'Allen had made one of his best, probably without giving it too much thought' - Sasha Stone |
Allen's whimsical Parisian fantasy is being called silly and sweet but also delightful. The consensus seems to be that it is one of Allen's most focused and entertaining efforts of the past 10 years and, thankfully, it features no older men making it with young girls.
Midnight in Paris boasts a typically impressive cast, but while the real-world characters are said to be written as broad stereotypes (Rachel McAdams & Michael Sheen are wasted as annoying fiancé & stuck up snob, respectively), the fantasy-world offer more complex and beguiling character - Kathy Bates as a straight-talking Gertrude Stein, Adrian Brody as Pablo Picasso, Marion Cotillard as a mysterious beauty with a taste for seducing artists, and most notably Corey Stall as scene-stealing, contradictory Ernest Hemingway.
Allen has commented lately on his disappointment in his own work as an artist and, in Midnight in Paris, he seems to be contemplating the flawed human personalities that create great art, particularly great literature, and the nostalgia that imbues greatness on the ordinariness of the past.

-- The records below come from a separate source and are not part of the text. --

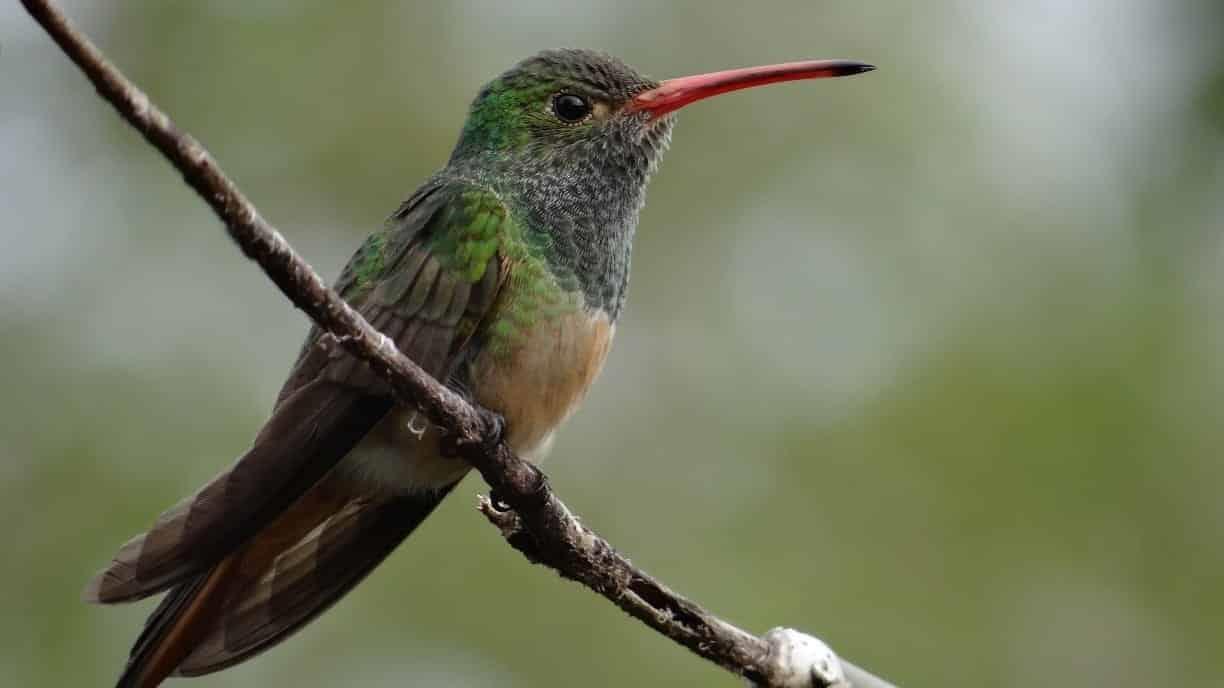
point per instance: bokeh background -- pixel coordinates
(928, 362)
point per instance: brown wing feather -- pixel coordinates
(225, 542)
(306, 579)
(305, 437)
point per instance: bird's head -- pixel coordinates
(588, 121)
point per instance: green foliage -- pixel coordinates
(927, 362)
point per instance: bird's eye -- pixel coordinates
(570, 108)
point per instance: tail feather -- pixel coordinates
(269, 589)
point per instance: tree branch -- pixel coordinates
(531, 519)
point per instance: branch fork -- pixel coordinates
(522, 506)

Allen has worked in Paris before (as writer / actor in 1965's What's New Pussycat, and briefly in 1996's Everyone Says I Love You) but this is the first time the city has taken center stage. New European locations seem to be Woody's creative Viagra, making their mark on his titles and box office returns, but repeat visits seem to yield diminishing returns (London revived his career with Match Point, but not so much with Scoop & Cassandra's Dream). Curiously, Allen has yet to explore America beyond the borders of Manhattan - Republican America may be far more foreign to him than the artists of Europe.
Europe also holds obvious travelogue appeal, and cinematographer Darius Khondji is unsurprisingly being celebrated for shooting the Paris of everyone's imagination.